Over 38 days from September 16 to October 24 in 2025, Google Cloud, Elastic, and Fivetran held a joint AI-themed hackathon. Each contestant was challenged to build a compelling, innovative technical product combining Google Cloud products, such as BigQuery, Vertex AI, and Gemini, with either Elastic’s hybrid search capabilities or Fivetran’s Connector SDK.
Each contestant was required to submit:
- The hosted project
- A URL to the open source code repository
- A 3-minute demo video
Overall, 2770 people participated, completing and submitting a total of 171 projects, of which 44 used Fivetran’s Connector SDK. A maximum of four individuals could form a team, though most consisted of one or two participants.
The top 3 winners for each of the Elastic and Fivetran challenges received cash prizes, with the first-place winners also receiving an opportunity for a social media promotion. The following projects made up the top 3.
First place: Alzora
The two-person team that built Alzora set out to improve the lives of patients experiencing cognitive decline and aid their caregivers.
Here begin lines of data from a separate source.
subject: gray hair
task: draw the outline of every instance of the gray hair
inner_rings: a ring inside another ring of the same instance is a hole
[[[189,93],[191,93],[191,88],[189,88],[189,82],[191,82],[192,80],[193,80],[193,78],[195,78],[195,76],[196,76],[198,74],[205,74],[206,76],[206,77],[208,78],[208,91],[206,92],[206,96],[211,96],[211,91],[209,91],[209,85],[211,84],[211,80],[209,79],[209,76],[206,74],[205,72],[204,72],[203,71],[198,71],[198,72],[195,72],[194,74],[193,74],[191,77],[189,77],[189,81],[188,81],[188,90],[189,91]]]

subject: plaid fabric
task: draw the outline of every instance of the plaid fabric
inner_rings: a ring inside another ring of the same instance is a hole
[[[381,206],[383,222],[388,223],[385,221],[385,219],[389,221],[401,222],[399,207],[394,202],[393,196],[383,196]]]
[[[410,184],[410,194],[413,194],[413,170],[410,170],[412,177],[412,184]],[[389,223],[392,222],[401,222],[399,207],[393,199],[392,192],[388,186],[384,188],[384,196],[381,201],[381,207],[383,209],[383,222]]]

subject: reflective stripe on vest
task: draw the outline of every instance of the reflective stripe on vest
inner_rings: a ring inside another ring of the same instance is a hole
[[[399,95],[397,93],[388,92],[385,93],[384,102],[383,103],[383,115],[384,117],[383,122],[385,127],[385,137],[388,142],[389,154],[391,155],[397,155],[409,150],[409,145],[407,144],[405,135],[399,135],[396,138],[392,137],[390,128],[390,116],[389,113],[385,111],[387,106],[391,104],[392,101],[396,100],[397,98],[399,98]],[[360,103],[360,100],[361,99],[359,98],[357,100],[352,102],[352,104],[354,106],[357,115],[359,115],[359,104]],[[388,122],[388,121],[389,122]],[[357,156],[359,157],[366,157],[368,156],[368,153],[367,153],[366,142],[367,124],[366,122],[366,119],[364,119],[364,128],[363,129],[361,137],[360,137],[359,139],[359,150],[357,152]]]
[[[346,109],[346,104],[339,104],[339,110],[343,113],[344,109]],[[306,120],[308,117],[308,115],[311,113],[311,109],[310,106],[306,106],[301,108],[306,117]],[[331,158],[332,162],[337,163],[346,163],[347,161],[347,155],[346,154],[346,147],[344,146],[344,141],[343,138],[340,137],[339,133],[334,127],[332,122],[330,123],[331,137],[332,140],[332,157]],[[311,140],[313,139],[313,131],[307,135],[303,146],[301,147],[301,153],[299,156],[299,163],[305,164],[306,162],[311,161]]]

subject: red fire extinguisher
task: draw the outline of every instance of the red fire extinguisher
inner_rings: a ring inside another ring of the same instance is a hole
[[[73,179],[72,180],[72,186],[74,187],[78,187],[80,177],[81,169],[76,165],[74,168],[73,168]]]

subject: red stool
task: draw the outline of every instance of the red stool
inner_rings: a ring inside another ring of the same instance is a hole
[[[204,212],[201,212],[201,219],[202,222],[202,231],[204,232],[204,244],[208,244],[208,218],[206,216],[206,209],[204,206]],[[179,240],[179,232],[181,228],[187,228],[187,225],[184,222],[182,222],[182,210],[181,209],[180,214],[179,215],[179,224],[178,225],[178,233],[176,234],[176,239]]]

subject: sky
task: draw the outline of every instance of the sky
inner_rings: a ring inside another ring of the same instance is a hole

Under the hood, Alzora is powered by a custom Fivetran connector that extracts data from a TiDB database and loads it into BigQuery, dbt transformations that turn the data into embeddings for Vertex AI, and Census rETL to move data back into operational systems.
With the power of this comprehensive architecture for data movement, Alzora includes multiple impactful features, including:
- Interpreting scans and data streams from wearables
- Automated alerts when the patient leaves a designated safe zone
- Locating patients through GPS coordinates
- Monitoring of vitals through wearables
- Acting as a memory assistant by allowing patients to save text and images
All of these capabilities are accessible through a natural language interface.
The connector for the TiDB Ddatabase built by the team has been contributed to our community connectors and is available for you to use here
Second place: DocuLytics
DocuLytics was inspired by the difficulty of transforming raw data from DocuSign envelopes into actionable insights.
The DocuLytics architecture consists of a custom Fivetran connector for DocuSign that automatically detects changes to envelopes and loads them into BigQuery. On the front end, DocuLytics offers interactive, customizable dashboards with metrics such as envelope status, contract cycle time, completion rates, and user behavior, as well as a chatbot that can run queries.
Ultimately, users of DocuLytics can expect conversational analytics using data about documents that teams in their organizations, especially legal and sales, have signed. They will be able to analyze contracts and related documents without manually assembling reports or dashboards. Legal teams can automatically detect compatibility issues between new contracts and existing compliance requirements, while sales teams can identify both high-value customers and sellers and automate reminders and similar tasks.
The DocuLytics team has contributed their DocuSign connector here.
Third place: MergeMind
Modern software development is often bottlenecked by code review, risk assessment of merge requests, and other project management tasks. Traditional tools show basic metrics but leave contributors and project managers guessing about important details.
The sole developer behind MergeMind built the project to automate many tasks related to merge requests. The project consists of a custom Fivetran connector for GitLabs and dbt transformations that turn the data into embeddings for vector search by Vertex AI. MergeMind then surfaces recommendations for the team in a dashboard.
Specifically, MergeMind assesses:
- Architecture
- Security
- Team throughput and risk profile
- Predicted merge time
- Potential issues
Instead of manually reviewing code changes, MergeMind summarizes what the code changes will do, then automatically evaluates them, identifies risk, and recommends improvements.
The future of AI is in the application layer
Each of this hackathon’s winners demonstrates how combining AI with thoughtfully curated datasets and well-designed architectures can create entirely new capabilities and categories of products. All the projects other than the winning entries were no slouches either, and included healthcare search and recommendation, preventive maintenance for airline fleets, energy use optimization, and more.
The results of this hackathon show that most of the practical value of AI won’t come directly from further advancement in foundation models, but from the application layer. By analogy, if foundation models like Gemini, ChatGPT, Cursor, and so forth are power plants, then the application layer is the vast array of machinery, appliances, and consumer goods powered by electricity. As the future unfolds, business innovation will hinge on the unique data sets that augment foundation models and the architectures built around them.